About 285 of the Palestinians in Israeli jails are minors, according to the Palestinian Ministry of Prisoners Affairs.
The ministry was not party to the negotiations that led to the release of 1027 Palestinian prisoners in exchange for Shalit, who has been incarcerated in Gaza. Hamas was the sole Palestinian negotiator, while the Egyptian mediation was believed to have played a strong role. “Hamas did not include us at any point of the negotiations over the past five years; still, we consider the deal to be a great feat,” Qaraqei says.
His visit does not carry any official purpose vis-a-vis the swap, although the Ministry of Prisoners Affairs is technically responsible for the welfare and legal protection of all Palestinian prisoners.
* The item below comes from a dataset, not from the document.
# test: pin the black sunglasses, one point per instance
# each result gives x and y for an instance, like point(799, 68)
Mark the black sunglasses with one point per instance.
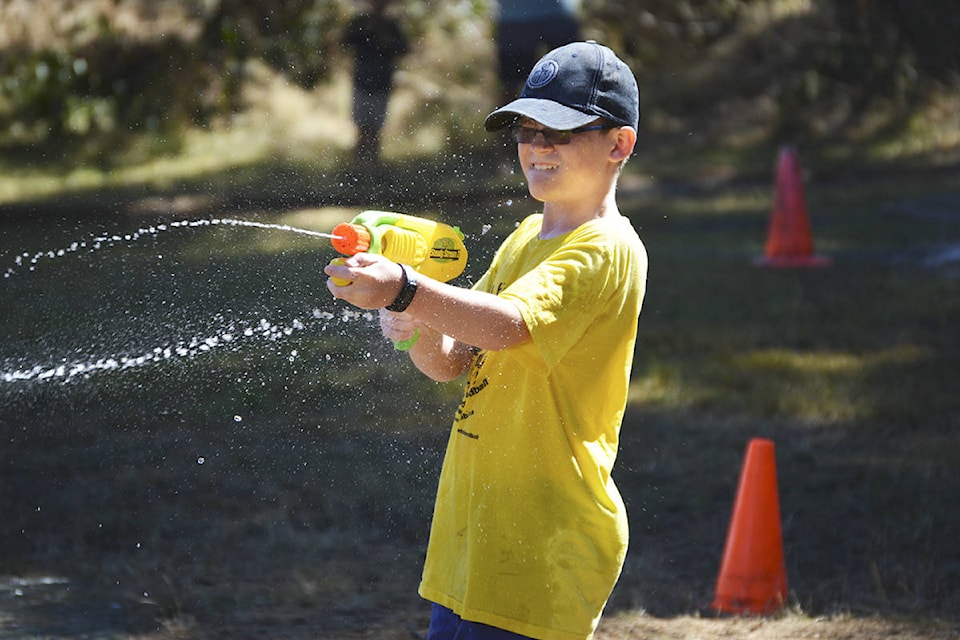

The prisoners to be released include members of all major Palestinian political factions, “although in differing proportions,” Qaraqei says.
The Palestinian Prisoners Movement's hunger strike is set to continue until the Israeli government agrees to its main demands, most of which date back to before Netanyahu's statements last June. According to the Addameer association, after the 14th day of the strike, some Israeli jailers have decided to punish those striking, despite the deteriorating health of many of them, by imposing fines and withholding cigarettes and electrical appliances.
For Qaraqei, this is a humanitarian issue that has yet to be addressed properly by the outside world.